Als Faustregel gilt: Ab etwa 4–5 Wohneinheiten ist Mieterstrom in der Regel wirtschaftlich sinnvoll. Wir haben Mieterstrom aber auch schon in kleineren Häusern wirtschaftlich umgesetzt; letztendlich zählen immer die individuellen Umstände vor Ort. Nach oben gibt es kaum Grenzen – vom kleinen Mehrfamilienhaus mit wenigen Parteien bis hin zu großen Wohnkomplexen mit hunderten Einheiten lässt sich Mieterstrom unkompliziert skalieren. Entscheidend ist nicht allein die Größe der Immobilie, sondern das Zusammenspiel aus Dachfläche, Verbrauch und Teilnahmequote der Mieter. Das prüfen wir gerne kostenlos für dein Objekt.
Kann ich eine Photovoltaik-Anlage auf meinem Mehrfamilienhaus nachrüsten, wenn bereits alte Zähler verbaut sind?
Ja, in den meisten Fällen ist das möglich. Ältere Zähler werden im Rahmen des gesetzlich vorgeschriebenen Smart-Meter-Rollouts ohnehin schrittweise ersetzt – das spielt dir bei der Umsetzung von Mieterstrom in die Hände. Ob und wie eine Nachrüstung in deinem konkreten Gebäude funktioniert, klären wir in der Erstberatung.
Was passiert mit dem Solarstrom, wenn gerade kein Mieter Strom verbraucht?
Überschüssiger Strom, der nicht direkt im Gebäude verbraucht wird, fließt automatisch ins öffentliche Netz – und wird vergütet (solange die Einspeisevergütung noch besteht). Die Versorgung der Mieter ist dabei jederzeit gesichert: Reicht der Solarstrom nicht aus, beziehen sie automatisch Reststrom aus dem Netz. Das alles läuft im Hintergrund, ohne dass du oder deine Mieter etwas tun müssen.
Wie funktioniert Mieterstrom in einer Eigentümergemeinschaft (WEG)?
Grundsätzlich ist Mieterstrom auch für WEGs möglich – seit der WEG-Reform 2020 reicht für den Beschluss einer PV-Anlage eine einfache Mehrheit. Die Umsetzung ist jedoch etwas komplexer als bei einem einzelnen Vermieter, da mehrere Eigentümer koordiniert werden müssen. Alternativ bietet sich die Gemeinschaftliche Gebäudeversorgung als vereinfachtes Modell an. Wir beraten euch gerne zu beiden Optionen.
Kann ich die PV-Anlage auch mit einem Batteriespeicher kombinieren?

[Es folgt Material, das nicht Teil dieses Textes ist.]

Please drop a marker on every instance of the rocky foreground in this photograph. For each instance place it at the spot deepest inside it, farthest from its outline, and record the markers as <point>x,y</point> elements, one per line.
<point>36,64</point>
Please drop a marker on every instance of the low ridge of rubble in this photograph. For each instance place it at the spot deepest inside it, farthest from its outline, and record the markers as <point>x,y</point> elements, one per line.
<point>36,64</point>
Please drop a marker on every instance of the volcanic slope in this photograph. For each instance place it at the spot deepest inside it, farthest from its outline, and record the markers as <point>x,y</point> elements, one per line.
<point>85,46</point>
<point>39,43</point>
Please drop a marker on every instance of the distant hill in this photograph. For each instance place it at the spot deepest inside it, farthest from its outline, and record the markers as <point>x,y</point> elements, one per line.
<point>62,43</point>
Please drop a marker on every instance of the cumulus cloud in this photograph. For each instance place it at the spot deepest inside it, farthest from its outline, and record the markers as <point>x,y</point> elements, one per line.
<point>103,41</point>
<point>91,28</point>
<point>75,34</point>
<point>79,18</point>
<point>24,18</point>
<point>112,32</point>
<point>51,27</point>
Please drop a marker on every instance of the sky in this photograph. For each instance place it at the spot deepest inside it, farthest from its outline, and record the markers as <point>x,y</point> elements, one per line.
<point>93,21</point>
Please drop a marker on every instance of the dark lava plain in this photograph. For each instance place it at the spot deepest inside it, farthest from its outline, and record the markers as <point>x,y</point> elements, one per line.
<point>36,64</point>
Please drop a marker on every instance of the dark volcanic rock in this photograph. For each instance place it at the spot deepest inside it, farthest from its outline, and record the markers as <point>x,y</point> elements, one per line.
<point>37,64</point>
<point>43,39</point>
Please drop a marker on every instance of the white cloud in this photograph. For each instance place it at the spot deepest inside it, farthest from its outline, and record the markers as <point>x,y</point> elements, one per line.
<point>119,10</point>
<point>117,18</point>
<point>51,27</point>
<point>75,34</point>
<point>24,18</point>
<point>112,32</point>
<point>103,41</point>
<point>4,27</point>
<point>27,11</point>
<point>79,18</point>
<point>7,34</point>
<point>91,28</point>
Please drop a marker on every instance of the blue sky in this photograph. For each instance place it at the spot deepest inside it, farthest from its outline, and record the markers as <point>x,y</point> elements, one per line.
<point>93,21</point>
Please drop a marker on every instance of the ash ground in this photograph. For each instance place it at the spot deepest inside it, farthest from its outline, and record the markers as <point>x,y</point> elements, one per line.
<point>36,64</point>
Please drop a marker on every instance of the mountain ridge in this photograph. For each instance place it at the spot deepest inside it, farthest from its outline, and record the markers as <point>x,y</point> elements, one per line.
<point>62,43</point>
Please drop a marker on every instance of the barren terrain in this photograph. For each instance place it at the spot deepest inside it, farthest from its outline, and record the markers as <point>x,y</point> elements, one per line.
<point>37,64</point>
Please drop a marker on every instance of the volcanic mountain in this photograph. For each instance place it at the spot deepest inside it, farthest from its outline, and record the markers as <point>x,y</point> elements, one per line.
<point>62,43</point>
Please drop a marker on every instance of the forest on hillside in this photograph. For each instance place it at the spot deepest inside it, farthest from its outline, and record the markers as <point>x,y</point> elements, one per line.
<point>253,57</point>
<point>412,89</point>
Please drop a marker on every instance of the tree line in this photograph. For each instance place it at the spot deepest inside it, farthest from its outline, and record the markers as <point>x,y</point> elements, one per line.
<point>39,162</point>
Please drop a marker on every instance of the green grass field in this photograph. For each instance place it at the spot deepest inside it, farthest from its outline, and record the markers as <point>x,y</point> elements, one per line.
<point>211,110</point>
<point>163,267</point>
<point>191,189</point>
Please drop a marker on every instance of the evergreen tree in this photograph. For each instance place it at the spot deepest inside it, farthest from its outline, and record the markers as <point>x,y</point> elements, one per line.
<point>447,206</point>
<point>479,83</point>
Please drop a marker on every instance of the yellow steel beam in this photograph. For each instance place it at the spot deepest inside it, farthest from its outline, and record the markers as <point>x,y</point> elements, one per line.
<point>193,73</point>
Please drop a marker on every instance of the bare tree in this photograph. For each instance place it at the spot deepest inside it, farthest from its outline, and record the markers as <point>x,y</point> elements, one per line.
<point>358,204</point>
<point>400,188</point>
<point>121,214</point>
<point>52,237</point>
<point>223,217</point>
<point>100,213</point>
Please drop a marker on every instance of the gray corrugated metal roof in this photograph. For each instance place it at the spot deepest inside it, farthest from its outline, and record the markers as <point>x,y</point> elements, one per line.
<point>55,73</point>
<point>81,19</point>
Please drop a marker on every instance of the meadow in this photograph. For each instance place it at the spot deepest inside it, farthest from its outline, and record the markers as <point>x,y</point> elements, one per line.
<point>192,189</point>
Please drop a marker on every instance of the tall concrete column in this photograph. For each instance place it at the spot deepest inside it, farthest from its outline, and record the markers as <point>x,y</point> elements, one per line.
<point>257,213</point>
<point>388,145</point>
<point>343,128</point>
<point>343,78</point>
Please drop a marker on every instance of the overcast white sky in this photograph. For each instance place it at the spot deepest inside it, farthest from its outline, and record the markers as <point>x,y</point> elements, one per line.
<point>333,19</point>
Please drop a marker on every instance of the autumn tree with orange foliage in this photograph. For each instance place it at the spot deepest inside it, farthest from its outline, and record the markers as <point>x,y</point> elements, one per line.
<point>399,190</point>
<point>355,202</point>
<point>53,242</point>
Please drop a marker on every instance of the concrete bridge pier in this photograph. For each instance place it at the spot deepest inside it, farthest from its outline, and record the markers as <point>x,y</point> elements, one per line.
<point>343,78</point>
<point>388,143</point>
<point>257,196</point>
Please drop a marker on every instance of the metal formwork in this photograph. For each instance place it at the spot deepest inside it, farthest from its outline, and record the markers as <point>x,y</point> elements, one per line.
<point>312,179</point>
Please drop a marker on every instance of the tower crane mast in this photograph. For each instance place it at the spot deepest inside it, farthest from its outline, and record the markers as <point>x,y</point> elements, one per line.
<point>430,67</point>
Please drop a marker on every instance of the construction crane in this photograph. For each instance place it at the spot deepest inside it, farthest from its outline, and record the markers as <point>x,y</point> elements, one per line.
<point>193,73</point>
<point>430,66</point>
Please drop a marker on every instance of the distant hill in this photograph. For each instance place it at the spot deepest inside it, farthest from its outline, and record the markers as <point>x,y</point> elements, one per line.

Ja, eine PV-Anlage auf dem Mehrfamilienhaus lässt sich wunderbar mit einem Batteriespeicher kombinieren – und es lohnt sich. Ein Stromspeicher erhöht die Eigenverbrauchsquote deutlich, weil überschüssiger Solarstrom zwischengespeichert und später genutzt werden kann, etwa abends oder nachts. Gerade mit Blick auf die geplanten EEG-Änderungen ab 2027, die die Einspeisevergütung reduzieren könnten, wird ein Speicher zunehmend zu einer sinnvollen Ergänzung. In unserer Praxis empfehlen wir ihn bei Neuprojekten inzwischen standardmäßig.